Shufoy salió cojeando del aposento. La planta baja de la pequeña mansión estaba vacía. Un sirviente de ojos soñolientos que mascullaba entre sus desdentadas encías mientras arreglaba las flores de una maceta les indicó agitando la cabeza que no había visto ni oído nada extraño. Lo caluroso del día no impidió a Shufoy dirigirse a la casa de los sirvientes y despertarlos para que les proporcionasen agua, paños y ungüentos con los que curó sus heridas y las de Mareb.
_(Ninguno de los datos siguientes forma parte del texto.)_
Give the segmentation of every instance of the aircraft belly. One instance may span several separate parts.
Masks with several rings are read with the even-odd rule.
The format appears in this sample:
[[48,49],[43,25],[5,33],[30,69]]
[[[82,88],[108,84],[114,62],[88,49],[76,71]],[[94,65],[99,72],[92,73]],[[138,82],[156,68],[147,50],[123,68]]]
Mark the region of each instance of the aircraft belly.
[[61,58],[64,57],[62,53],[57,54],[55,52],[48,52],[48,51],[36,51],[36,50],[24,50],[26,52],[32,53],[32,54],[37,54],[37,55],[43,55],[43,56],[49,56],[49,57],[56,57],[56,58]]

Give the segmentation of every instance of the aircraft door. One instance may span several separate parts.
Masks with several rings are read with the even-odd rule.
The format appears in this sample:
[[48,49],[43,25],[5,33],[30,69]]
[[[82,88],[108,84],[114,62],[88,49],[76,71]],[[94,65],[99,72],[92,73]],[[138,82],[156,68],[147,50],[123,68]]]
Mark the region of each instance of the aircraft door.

—Pasará un tiempo antes de que vuelvan a mirarte las muchachas —observó el hombrecillo—, pero no tardarás en sanar.
Mareb le dio las gracias y Shufoy salió para regresar con cecina, fruta y algo de pan, así como con una jarra de vino que había logrado sisar de la cocina y que emplearon para aliviar el dolor y curar sus heridas.
—Yo podría haber sido médico, ¿sabes? —declaró ufano Shufoy—. Me habría especializado en enfermedades del ano —añadió escrutando el gesto de Mareb en busca de algún signo de burla—. Sé reconocer cualquier poción; conozco todos los síntomas, desde la hinchazón de las venas…
—Sí, sí —corrió a atajarlo Mareb—. Pero dime, Shufoy: ¿qué te ha hecho venir?